Anthocyanen eerste optie

Er zijn inmiddels verschillende proeven uitgevoerd om de synthetische kleurstof te vervangen door natuurlijke kleurstoffen. Deze testen zijn wel uitgevoerd in opstellingen voordat Grätzel en zijn groep met de nieuwe redox mediator op de proppen kwam. Van Haren: ‘Hierdoor ligt het speelveld helemaal open en zullen eerdere testen met natuurlijke kleurstoffen (bijvoorbeeld anthocyanen, chlorofyl, carotenoïden, red.) opnieuw moeten plaatsvinden. In principe zijn verschillende typen geschikt, maar we zullen ons in eerste instantie richten op anthocyanen. Deze kunnen, ook in minder zuivere concentraties, prima licht omzetten in energie. Bovendien ‘passen’ deze kleurstoffen in een productieproces waarbij in olie of water opgeloste extracten op een folie worden aangebracht, bijvoorbeeld in een gel.’  Een ‘punt van aandacht’ is wel de stabiliteit van natuurlijke kleurstoffen. De gevoeligheid voor UV-licht is een probleem dat kan worden verholpen met UV-filters of de formulering – door de toevoeging van anti-oxidanten – van het electroliet.

Lat ligt hoog

Een andere horde is de levensduur.
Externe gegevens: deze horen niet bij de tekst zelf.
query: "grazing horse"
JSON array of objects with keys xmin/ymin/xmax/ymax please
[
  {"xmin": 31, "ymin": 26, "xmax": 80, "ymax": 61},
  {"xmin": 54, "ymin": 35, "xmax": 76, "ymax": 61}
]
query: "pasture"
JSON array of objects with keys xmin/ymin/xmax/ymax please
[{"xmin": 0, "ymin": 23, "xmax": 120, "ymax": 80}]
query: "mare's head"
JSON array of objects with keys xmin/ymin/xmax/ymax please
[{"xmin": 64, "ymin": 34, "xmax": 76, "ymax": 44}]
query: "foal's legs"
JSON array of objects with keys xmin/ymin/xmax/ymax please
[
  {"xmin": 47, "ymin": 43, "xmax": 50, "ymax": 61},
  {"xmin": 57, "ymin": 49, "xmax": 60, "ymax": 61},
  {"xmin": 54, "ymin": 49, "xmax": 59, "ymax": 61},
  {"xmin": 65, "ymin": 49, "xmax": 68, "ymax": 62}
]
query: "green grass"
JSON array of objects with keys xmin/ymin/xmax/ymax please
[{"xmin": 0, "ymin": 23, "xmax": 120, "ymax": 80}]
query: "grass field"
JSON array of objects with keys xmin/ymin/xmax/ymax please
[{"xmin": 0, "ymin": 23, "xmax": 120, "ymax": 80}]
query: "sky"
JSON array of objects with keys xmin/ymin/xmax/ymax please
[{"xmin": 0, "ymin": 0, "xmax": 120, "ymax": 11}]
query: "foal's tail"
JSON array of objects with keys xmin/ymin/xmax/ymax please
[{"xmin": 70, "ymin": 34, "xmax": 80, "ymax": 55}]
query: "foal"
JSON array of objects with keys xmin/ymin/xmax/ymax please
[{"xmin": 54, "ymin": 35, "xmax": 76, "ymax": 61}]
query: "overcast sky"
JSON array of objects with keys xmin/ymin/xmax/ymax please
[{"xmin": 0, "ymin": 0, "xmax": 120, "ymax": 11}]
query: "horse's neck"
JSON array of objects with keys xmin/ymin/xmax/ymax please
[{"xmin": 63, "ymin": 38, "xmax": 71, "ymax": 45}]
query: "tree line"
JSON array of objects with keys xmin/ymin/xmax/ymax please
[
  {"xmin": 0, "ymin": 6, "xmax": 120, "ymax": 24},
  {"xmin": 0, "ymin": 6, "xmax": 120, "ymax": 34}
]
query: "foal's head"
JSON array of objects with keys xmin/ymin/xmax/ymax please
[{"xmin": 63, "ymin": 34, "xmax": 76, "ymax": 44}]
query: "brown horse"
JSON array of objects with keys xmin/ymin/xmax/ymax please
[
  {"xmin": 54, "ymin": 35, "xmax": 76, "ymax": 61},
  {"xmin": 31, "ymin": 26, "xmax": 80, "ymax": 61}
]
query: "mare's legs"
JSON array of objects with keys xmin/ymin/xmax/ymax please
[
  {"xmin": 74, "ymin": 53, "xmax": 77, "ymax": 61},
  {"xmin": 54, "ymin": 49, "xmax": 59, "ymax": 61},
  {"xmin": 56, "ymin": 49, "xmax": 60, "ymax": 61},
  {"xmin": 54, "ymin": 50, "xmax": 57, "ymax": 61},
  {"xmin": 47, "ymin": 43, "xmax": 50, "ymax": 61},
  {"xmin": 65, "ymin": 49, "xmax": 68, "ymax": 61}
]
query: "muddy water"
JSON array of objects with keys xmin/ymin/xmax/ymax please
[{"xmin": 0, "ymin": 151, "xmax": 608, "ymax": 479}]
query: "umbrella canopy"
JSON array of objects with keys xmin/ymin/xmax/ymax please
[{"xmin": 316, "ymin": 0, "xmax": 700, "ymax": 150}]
Natuurlijke kleurstoffen hebben een bepaalde levensduur die korter is dan van synthetische kleurstoffen of op silicium gebaseerde zonnecellen. Mogelijk zouden folies kunnen worden ontworpen waarbij natuurlijke kleurstoffen worden aangevuld of dat de folies geheel worden vervangen. Qua kosten lijkt het in ieder geval niet de meest aantrekkelijke optie. ‘Dat valt te bezien’, aldus Van Haren. ‘We willen de anthocyanen extraheren uit reststromen uit de sierteelt (tulpen etc.). Dat gaan we testen met superkritische CO2. Dat is niet de meest goedkope methode, vandaar dat we ook gaan testen met ‘natural deep eutectic solvents’ (NADES). Deze oplosmiddelen worden gevormd door mengsels van twee of meer vaste stoffen die – eenmaal gemengd – vloeibaar worden. Het mengsel heeft een smeltpunt dat significant lager ligt dan van de afzonderlijke stoffen: het eutectisch punt. Hierdoor kunnen vaste stoffen vloeibaar worden bij kamertemperatuur en onder atmosferische druk. Kortom, we willen niet alleen duurzame – en goedkope – grondstoffen inzetten, maar ook het extractieproces verduurzamen. We leggen de lat hoog.’